时间:2021-10-15 22:34:56

From the documentation, it's very clear that:


  • match() -> apply pattern match at the beginning of the string
  • match() - >在字符串的开头应用模式匹配
  • search() -> search through the string and return first match
  • search() - >搜索字符串并返回第一个匹配项

And search with '^' and without re.M flag would work the same as match.


Then why does python have match()? Isn't it redundant?
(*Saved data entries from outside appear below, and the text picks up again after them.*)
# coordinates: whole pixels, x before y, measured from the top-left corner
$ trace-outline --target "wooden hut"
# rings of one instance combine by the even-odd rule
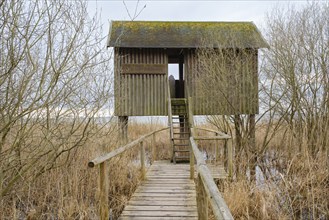
[[[252,22],[112,21],[107,46],[114,48],[115,115],[123,126],[128,116],[168,115],[168,64],[173,63],[179,78],[171,97],[191,97],[194,115],[258,113],[257,51],[268,45]],[[219,84],[228,85],[225,94],[218,94],[218,87],[205,93],[199,86],[200,48],[248,50],[253,71],[238,78],[227,73],[227,83]]]

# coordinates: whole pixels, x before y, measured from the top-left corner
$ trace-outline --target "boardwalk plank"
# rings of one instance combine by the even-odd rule
[[[182,204],[181,200],[130,200],[129,205],[132,206],[190,206],[190,207],[196,207],[196,203],[194,200],[186,200]]]
[[[123,211],[121,216],[153,216],[153,217],[188,217],[194,216],[197,217],[197,211],[153,211],[153,210],[146,210],[146,211]]]
[[[126,211],[195,211],[195,206],[177,206],[177,205],[153,205],[153,206],[127,206]]]
[[[226,178],[222,166],[210,165],[215,178]],[[155,161],[132,195],[120,220],[196,220],[196,190],[189,164]]]
[[[154,217],[137,217],[137,216],[122,216],[119,218],[119,220],[197,220],[198,217],[195,216],[189,216],[189,217],[160,217],[157,218]]]
[[[120,219],[197,219],[195,184],[188,171],[188,164],[155,162]]]

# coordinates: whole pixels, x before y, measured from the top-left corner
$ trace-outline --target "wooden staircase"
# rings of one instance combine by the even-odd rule
[[[184,98],[171,99],[172,111],[172,146],[173,162],[189,162],[190,128],[188,120],[188,103]]]

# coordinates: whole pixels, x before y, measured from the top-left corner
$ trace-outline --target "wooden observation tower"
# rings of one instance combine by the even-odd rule
[[[268,45],[252,22],[112,21],[107,46],[114,48],[114,112],[123,140],[127,140],[129,116],[168,116],[176,162],[189,158],[189,111],[249,114],[254,122],[258,49]],[[228,56],[241,54],[234,62],[245,68],[238,74],[218,72],[224,83],[201,86],[207,76],[198,63],[198,50],[207,48],[224,50]],[[246,54],[251,59],[245,59]],[[227,65],[234,62],[228,60]],[[169,76],[169,64],[178,64],[177,79]]]
[[[168,127],[89,161],[89,167],[100,169],[100,219],[110,216],[107,164],[139,146],[143,181],[119,219],[207,220],[210,208],[214,219],[232,220],[214,181],[234,176],[232,137],[195,127],[193,116],[247,114],[254,139],[258,49],[268,47],[256,26],[252,22],[112,21],[107,45],[114,48],[114,112],[121,140],[127,142],[129,116],[168,116]],[[177,79],[168,73],[169,64],[178,64]],[[197,136],[197,129],[216,136]],[[145,140],[152,137],[149,153],[153,155],[155,135],[165,130],[170,132],[174,163],[151,161],[146,172]],[[224,141],[223,166],[215,170],[208,166],[198,140]],[[176,164],[182,160],[189,165]]]

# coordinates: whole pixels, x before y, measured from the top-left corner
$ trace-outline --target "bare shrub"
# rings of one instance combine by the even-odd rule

Are there any performance benefits to keeping match() in python?


2 个解决方案



"Why" questions are hard to answer. As a matter of fact, you could define the function re.match() like this:


def match(pattern, string, flags):
    return re.search(r"\A(?:" + pattern + ")", string, flags)

(because \A always matches at the start of the string, regardless of the re.M flag status´).

(因为\ A始终匹配字符串的开头,无论re.M标志状态如何')。

So re.match is a useful shortcut but not strictly necessary. It's especially confusing for Java programmers who have Pattern.matches() which anchors the search to the start and end of the string (which is probably a more common use case than just anchoring to the start).


It's different for the match and search methods of regex objects, though, as Eric has pointed out.




The pos argument behaves differently in important ways:


>>> s = "a ab abc abcd"
>>> re.compile('a').match(s, pos=2)
<_sre.SRE_Match object; span=(2, 3), match='a'>
>>> re.compile('^a').search(s, pos=2)

match makes it possible to write a tokenizer, and ensure that characters are never skipped. search has no way of saying "start from the earliest allowable character".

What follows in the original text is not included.